Le Premier ministre,

Sur le rapport du ministre de l’Europe et des affaires étrangères,

Vu l’article 39 de la Constitution,

Décrète :

Le présent projet de loi autorisant la ratification du protocole n° 16 à la convention de sauvegarde des droits de l’homme et des libertés fondamentales, délibéré en conseil des ministres après avis du Conseil d’État, sera présenté à l’Assemblée nationale par le ministre de l’Europe et des affaires étrangères, qui sera chargé d’en exposer les motifs et d’en soutenir la discussion.

Article unique

Est autorisée la ratification du protocole n° 16 à la convention de sauvegarde des droits de l’homme et des libertés fondamentales, signé à Strasbourg le 2 octobre 2013, dont le texte est annexé à la présente loi.

 

 

Fait à Paris, le 20 décembre 2017.

Signé : Édouard PHILIPPE,

Par le Premier ministre :
Le ministre de lEurope et
des affaires étrangères
 

Signé : Jean‑Yves LE DRIAN

 


([1]) Décret n° 74-360 du 3 mai 1974 portant publication de cette convention :

 https://www.legifrance.gouv.fr/jo_pdf.do?id=JORFTEXT000000886019

 Texte : https://rm.coe.int/CoERMPublicCommonSearchServices/DisplayDCTMContent?documentId=0900001680063776

 Pour mémoire, la Convention est entrée en vigueur le 3 septembre 1953.

([2]) http://www.coe.int/fr/web/conventions/full-list/-/conventions/treaty/214/signatures?p_auth=rLfPJ5dl

([3]) Article 36  Tierce intervention

 Dans toute affaire devant une Chambre ou la Grande Chambre, une Haute Partie contractante dont un ressortissant est requérant a le droit de présenter des observations écrites et de prendre part aux audiences.

 Dans l'intérêt d'une bonne administration de la justice, le président de la Cour peut inviter toute Haute Partie contractante qui n'est pas partie à l'instance ou toute personne intéressée autre que le requérant à présenter des observations écrites ou à prendre part aux audiences.

 Dans toute affaire devant une Chambre ou la Grande Chambre, le Commissaire aux droits de l’homme du Conseil de l’Europe peut présenter des observations écrites et prendre part aux audiences.

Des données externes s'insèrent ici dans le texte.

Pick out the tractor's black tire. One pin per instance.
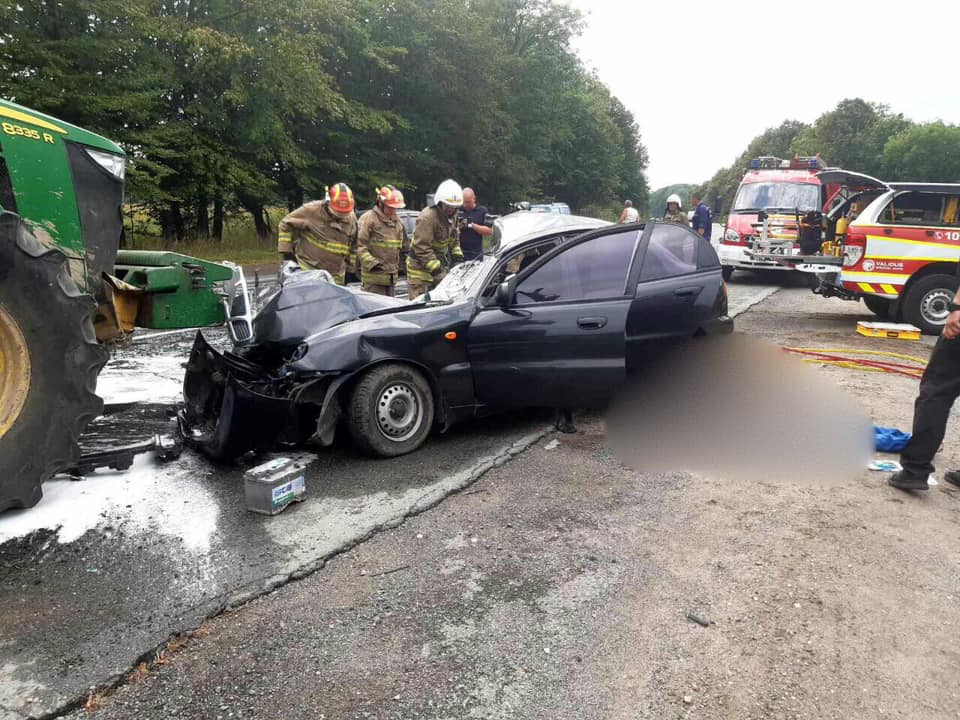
(55, 321)
(378, 391)
(879, 306)
(925, 304)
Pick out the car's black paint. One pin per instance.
(480, 352)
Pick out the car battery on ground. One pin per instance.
(895, 331)
(270, 487)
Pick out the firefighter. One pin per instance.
(436, 240)
(322, 235)
(674, 213)
(380, 238)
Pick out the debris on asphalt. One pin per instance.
(391, 571)
(270, 487)
(693, 617)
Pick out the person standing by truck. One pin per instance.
(473, 226)
(939, 390)
(322, 235)
(702, 219)
(436, 240)
(629, 213)
(380, 238)
(674, 211)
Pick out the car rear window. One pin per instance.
(918, 208)
(591, 270)
(673, 250)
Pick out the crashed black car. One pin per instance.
(555, 316)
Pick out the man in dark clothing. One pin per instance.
(473, 226)
(702, 222)
(939, 388)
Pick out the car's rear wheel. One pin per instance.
(927, 300)
(391, 410)
(879, 306)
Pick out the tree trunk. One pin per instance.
(255, 208)
(203, 218)
(218, 219)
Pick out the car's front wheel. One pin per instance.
(391, 410)
(927, 301)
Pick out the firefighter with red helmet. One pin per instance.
(436, 240)
(380, 238)
(322, 235)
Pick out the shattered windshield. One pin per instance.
(783, 196)
(458, 281)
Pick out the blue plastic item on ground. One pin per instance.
(889, 439)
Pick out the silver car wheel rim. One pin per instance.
(934, 306)
(399, 412)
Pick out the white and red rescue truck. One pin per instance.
(899, 254)
(779, 192)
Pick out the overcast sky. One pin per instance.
(704, 78)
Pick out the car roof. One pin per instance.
(933, 188)
(777, 176)
(517, 227)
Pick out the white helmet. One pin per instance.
(450, 193)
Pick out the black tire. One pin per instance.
(54, 322)
(879, 306)
(925, 304)
(380, 394)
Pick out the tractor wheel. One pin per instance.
(49, 362)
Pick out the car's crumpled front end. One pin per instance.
(250, 398)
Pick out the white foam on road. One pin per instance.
(150, 379)
(150, 497)
(743, 297)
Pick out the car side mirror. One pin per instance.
(505, 293)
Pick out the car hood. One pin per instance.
(307, 304)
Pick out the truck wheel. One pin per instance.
(926, 302)
(49, 362)
(879, 306)
(391, 411)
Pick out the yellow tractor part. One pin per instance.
(14, 371)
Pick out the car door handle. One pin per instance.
(592, 323)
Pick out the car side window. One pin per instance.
(673, 250)
(591, 270)
(915, 208)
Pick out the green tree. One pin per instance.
(852, 135)
(924, 153)
(774, 141)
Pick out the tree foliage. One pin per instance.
(266, 102)
(856, 135)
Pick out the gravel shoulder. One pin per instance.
(563, 585)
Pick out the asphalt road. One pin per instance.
(105, 570)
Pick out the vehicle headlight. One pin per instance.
(111, 162)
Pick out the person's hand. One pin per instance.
(952, 329)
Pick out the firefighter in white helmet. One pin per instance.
(674, 213)
(436, 240)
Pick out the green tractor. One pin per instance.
(67, 292)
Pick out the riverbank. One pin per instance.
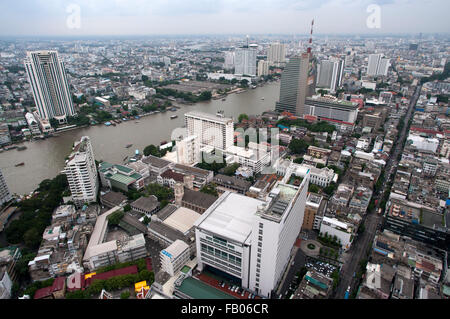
(45, 158)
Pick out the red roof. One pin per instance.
(58, 285)
(113, 273)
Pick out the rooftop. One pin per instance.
(230, 216)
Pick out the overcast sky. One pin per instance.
(150, 17)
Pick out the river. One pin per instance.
(45, 158)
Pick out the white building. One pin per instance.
(81, 173)
(263, 68)
(174, 257)
(252, 239)
(5, 195)
(329, 74)
(211, 130)
(32, 124)
(333, 227)
(48, 80)
(276, 54)
(245, 61)
(188, 150)
(377, 65)
(255, 159)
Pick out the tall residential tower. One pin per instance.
(81, 173)
(48, 80)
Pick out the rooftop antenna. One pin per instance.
(310, 39)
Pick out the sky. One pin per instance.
(162, 17)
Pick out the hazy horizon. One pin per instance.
(81, 18)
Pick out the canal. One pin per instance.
(45, 158)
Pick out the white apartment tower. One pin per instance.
(211, 130)
(276, 54)
(329, 74)
(263, 68)
(377, 65)
(81, 173)
(48, 80)
(252, 239)
(245, 61)
(5, 195)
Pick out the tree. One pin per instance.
(242, 117)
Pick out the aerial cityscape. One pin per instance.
(238, 162)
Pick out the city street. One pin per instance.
(358, 251)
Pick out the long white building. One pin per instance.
(251, 239)
(48, 80)
(245, 61)
(212, 130)
(81, 173)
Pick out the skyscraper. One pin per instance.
(377, 65)
(297, 83)
(48, 80)
(5, 195)
(329, 74)
(81, 173)
(276, 54)
(211, 130)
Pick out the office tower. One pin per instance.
(212, 130)
(297, 83)
(329, 74)
(276, 54)
(48, 80)
(229, 60)
(5, 195)
(188, 150)
(263, 68)
(245, 61)
(251, 239)
(377, 65)
(81, 173)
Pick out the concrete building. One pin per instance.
(245, 61)
(251, 239)
(174, 257)
(188, 150)
(81, 173)
(276, 54)
(329, 74)
(48, 81)
(263, 68)
(297, 83)
(212, 130)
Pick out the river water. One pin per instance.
(45, 158)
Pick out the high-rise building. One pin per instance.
(377, 65)
(229, 60)
(245, 61)
(263, 68)
(297, 83)
(81, 172)
(5, 195)
(329, 74)
(48, 80)
(251, 239)
(276, 54)
(212, 130)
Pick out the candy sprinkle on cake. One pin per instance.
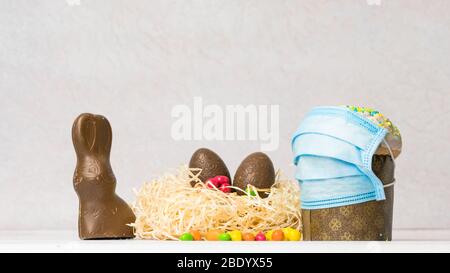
(376, 117)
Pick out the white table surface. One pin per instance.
(67, 241)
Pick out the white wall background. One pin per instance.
(134, 60)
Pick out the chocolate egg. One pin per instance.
(210, 163)
(257, 170)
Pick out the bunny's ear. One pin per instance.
(102, 143)
(83, 133)
(91, 134)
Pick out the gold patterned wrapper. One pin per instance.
(369, 221)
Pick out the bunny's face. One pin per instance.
(92, 137)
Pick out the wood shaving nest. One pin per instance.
(168, 206)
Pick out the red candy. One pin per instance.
(222, 179)
(210, 182)
(221, 182)
(225, 188)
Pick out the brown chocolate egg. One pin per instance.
(257, 170)
(210, 163)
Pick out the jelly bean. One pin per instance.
(292, 234)
(221, 179)
(186, 237)
(260, 237)
(236, 235)
(286, 233)
(250, 191)
(210, 182)
(213, 235)
(225, 188)
(196, 234)
(248, 237)
(224, 237)
(277, 235)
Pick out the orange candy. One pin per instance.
(278, 235)
(248, 237)
(213, 235)
(196, 234)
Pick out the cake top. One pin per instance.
(377, 117)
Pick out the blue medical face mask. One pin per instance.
(333, 150)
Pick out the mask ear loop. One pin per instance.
(393, 162)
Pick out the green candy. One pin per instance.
(224, 237)
(187, 237)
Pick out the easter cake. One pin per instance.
(371, 220)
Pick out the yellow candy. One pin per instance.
(286, 233)
(295, 235)
(291, 234)
(236, 235)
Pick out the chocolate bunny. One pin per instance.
(102, 213)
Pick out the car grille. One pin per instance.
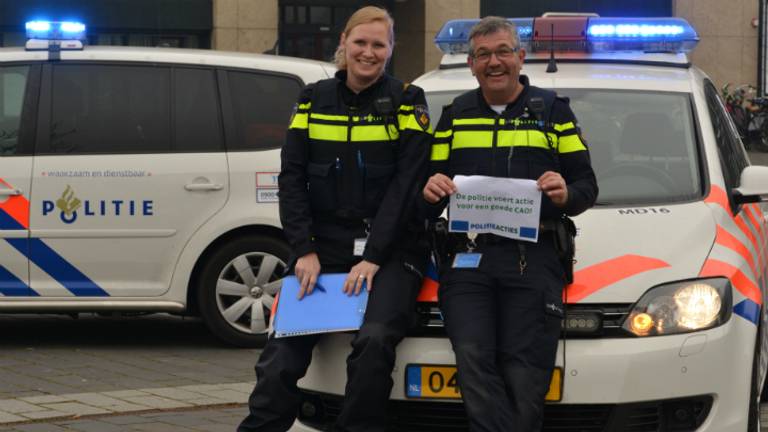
(679, 415)
(428, 321)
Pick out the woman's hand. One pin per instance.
(307, 270)
(438, 187)
(361, 272)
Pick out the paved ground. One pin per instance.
(759, 158)
(56, 369)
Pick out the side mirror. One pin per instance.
(754, 185)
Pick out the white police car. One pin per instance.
(143, 179)
(666, 326)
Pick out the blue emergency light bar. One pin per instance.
(55, 30)
(453, 38)
(583, 33)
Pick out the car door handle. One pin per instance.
(10, 192)
(204, 186)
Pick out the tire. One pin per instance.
(237, 288)
(755, 388)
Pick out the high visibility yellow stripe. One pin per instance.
(329, 117)
(570, 144)
(505, 138)
(472, 139)
(299, 121)
(374, 133)
(440, 152)
(477, 121)
(327, 132)
(522, 138)
(359, 133)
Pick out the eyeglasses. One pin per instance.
(502, 53)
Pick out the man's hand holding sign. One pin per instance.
(550, 183)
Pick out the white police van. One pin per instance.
(143, 179)
(666, 326)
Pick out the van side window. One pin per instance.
(732, 154)
(13, 82)
(262, 105)
(197, 124)
(98, 109)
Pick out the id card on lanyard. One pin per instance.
(468, 259)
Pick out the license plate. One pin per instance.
(439, 382)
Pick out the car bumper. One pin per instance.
(614, 373)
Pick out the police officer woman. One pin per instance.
(353, 164)
(503, 312)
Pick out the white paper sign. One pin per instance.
(502, 206)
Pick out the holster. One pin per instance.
(440, 242)
(565, 245)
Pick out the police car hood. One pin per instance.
(622, 252)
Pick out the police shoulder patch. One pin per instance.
(293, 113)
(421, 112)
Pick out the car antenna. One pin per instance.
(552, 65)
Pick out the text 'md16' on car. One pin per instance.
(665, 327)
(143, 179)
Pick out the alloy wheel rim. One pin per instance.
(246, 290)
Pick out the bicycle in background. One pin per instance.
(750, 114)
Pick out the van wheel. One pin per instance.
(755, 388)
(237, 288)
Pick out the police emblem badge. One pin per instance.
(421, 112)
(293, 113)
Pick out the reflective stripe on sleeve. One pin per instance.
(300, 121)
(570, 144)
(440, 152)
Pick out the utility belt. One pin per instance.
(561, 232)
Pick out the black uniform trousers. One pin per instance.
(504, 327)
(275, 400)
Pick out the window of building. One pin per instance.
(262, 105)
(13, 84)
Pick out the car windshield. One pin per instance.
(642, 144)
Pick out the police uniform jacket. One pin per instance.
(472, 139)
(350, 158)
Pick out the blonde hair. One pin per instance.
(365, 15)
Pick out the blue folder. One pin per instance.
(327, 309)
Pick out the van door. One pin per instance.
(18, 86)
(129, 165)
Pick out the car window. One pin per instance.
(262, 105)
(640, 154)
(729, 146)
(13, 83)
(110, 109)
(197, 125)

([4]) Article 34 – Requêtes individuelles

 La Cour peut être saisie d'une requête par toute personne physique, toute organisation non gouvernementale ou tout groupe de particuliers qui se prétend victime d'une violation par l'une des Hautes Parties contractantes des droits reconnus dans la Convention ou ses protocoles. Les Hautes Parties contractantes s'engagent à n'entraver par aucune mesure l'exercice efficace de ce droit.